I don't even really know why...
I try to not show it, try to be like I always seem to be--happy and lively--, so people won't ask me stupid questions about homesickness and all this crap--that's not it. It might be a little tiny part of it somewhere deep inside of me but mainly that's not it!

I hate going to school, cause none of my real friends are there.
Everyday the same classes with the same stupid people asking the same stupid questions

[do you speak german? --what do you think-GOSH!-idiot!
How do you say my name in german? --names don't change, damnit!
Do you have trains in Germany? --I live in Germany, not on the moon!!]

My mom always said there is no single dumb question, well if that isn't dumb what is it then? Hidden Intelligence just waiting to be let out?

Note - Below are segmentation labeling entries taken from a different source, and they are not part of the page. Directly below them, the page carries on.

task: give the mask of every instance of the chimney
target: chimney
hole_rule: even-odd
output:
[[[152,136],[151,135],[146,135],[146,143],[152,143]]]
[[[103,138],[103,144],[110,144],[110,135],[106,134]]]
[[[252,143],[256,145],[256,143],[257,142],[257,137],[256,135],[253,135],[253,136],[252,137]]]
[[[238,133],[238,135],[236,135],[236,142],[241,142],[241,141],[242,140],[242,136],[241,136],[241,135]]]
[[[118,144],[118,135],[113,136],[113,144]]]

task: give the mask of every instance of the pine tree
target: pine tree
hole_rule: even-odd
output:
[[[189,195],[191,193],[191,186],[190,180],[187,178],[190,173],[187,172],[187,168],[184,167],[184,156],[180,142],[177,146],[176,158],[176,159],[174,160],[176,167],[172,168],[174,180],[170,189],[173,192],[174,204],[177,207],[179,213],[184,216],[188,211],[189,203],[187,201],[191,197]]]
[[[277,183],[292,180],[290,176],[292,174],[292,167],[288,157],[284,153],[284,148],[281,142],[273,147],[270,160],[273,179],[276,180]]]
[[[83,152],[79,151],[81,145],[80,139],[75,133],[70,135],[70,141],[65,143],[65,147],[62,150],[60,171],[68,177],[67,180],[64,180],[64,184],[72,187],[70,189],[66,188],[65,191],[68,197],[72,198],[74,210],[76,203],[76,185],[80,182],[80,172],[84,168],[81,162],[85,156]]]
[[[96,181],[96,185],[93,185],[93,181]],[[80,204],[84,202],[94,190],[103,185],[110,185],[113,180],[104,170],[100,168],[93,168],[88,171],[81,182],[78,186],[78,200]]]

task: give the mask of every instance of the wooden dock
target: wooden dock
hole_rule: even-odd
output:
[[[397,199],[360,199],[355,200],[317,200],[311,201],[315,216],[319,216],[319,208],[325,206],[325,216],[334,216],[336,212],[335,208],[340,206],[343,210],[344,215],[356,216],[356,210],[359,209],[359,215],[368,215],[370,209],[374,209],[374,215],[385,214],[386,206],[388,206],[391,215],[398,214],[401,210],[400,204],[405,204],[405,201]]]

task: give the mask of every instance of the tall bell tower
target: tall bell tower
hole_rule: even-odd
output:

I guess not even moms know everything...lol

Broke up with my boyfriend in Germany yesterday. I thought about that a very long time and I figured that I simply don't love him anymore...hope I did the right thing. I didn't want to fool him telling him I love him when it's not true...and it hurts saying I love u when you don't mean it.
I don't know what happened, maybe it's because I'm so far away from him and experienced so many new things, that these feelings kinda stopped my feelings for him...
I hope it's not too hard for him...I feel so sorry but that doesn't do anything for him,I know that...
And I know, that he was my first real love...

anyways

gotta go to bed now
gettin' ready for another day dealing with things I don't want do deal with...

But does somebody ask me what I want? Do I have a choice?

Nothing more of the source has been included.